Legislation allowing the sale of fresh baked goods from home kitchens advances
New Jersey is the only state that prohibits the sale of fresh baked goods made in private kitchens, but Senator Kip Bateman has been working to change that for more than 10 years.
Senator Bateman has been fighting for home bakers for more than 10 years, and today the Senate Health Committee passed his legislation that would allow the sale of baked goods made in home kitchens. (Pixabay)
Bateman’s legislation that would bring the state more in line with the rest of the country advanced today when the Senate Health, Human Services and Senior Citizens Committee passed S-73.
“We still have a long way to go, but today’s committee vote is good news to hundreds of home bakers across the state who share the goal of turning their hobby into a sideline business,” said Bateman (R-16). “I am hopeful the Senate will see the benefits of making New Jersey more hospitable to home-based bakers who may grow over time and employ workers in commercial kitchens.
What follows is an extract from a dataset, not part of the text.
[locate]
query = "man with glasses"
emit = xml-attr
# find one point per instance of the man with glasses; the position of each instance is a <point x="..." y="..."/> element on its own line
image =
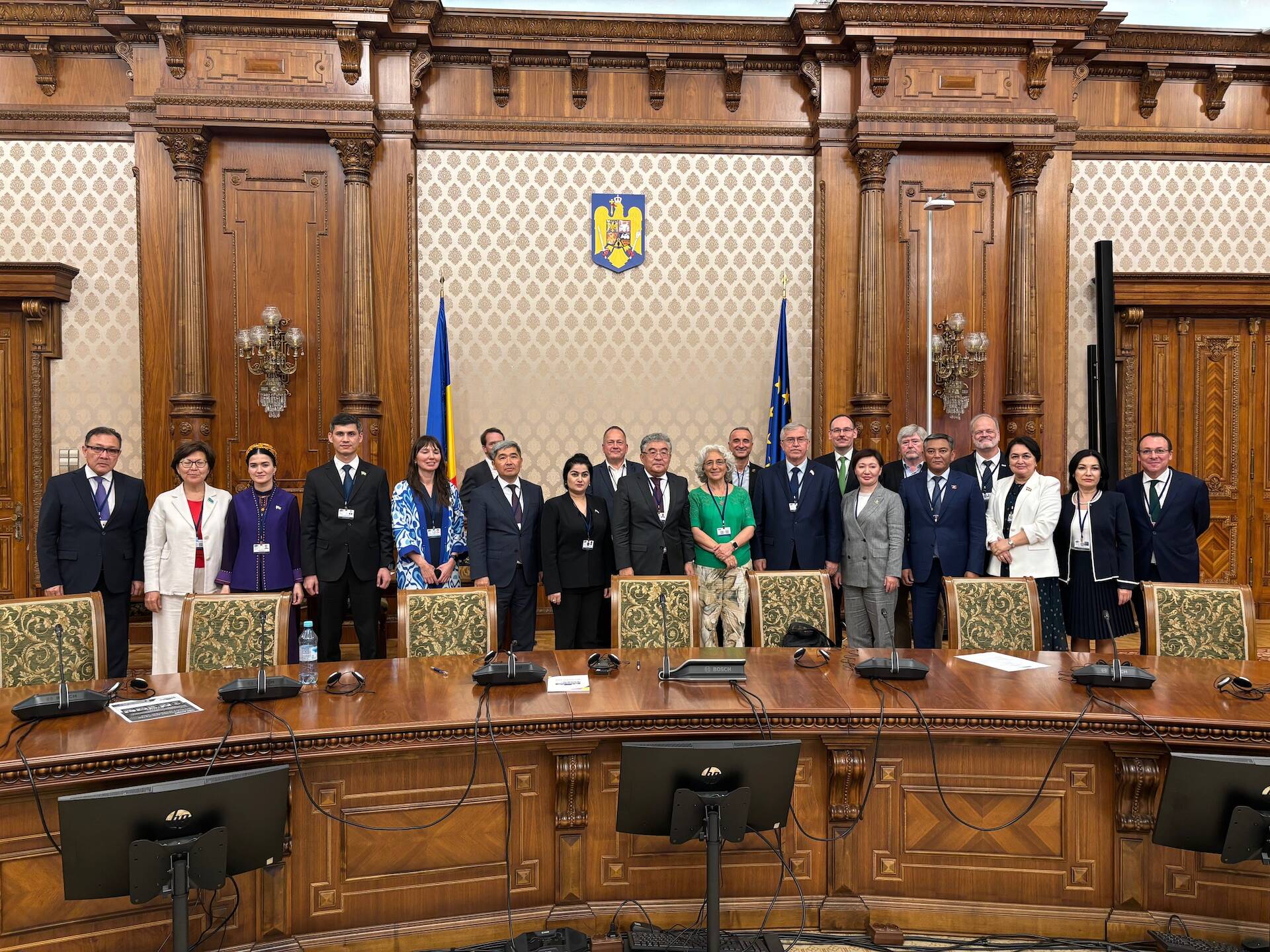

This is the first step toward realizing the American dream for many state residents.”
The bipartisan bill would establish requirements to allow the direct sale of homemade breads, cakes, cookies and other goods. “Baked goods” as defined by the legislation are ready-to-eat baked items prepared in a private kitchen that do not require further cooking or refrigeration for food safety.
Under the bill, the health commissioner would produce a list of agencies to issue food service handler certification for bakers.
“Bakers in their own kitchens can prepare sweet treats for sale at fund-raisers, and there’s no reason they can’t bake the same foods to sell locally to make some extra money to help pay for their New Jersey taxes,” said Bateman. “The priority is food safety, and that is addressed in this bill. Every precaution is taken to ensure the health and safety of the general public.”
S-73 is also sponsored by Senate Republican Leader Tom Kean and Republican Senators Mike Doherty and Gerry Cardinale.
Bateman first introduced similar legislation in 2009 and he has been a tireless advocate for home bakers.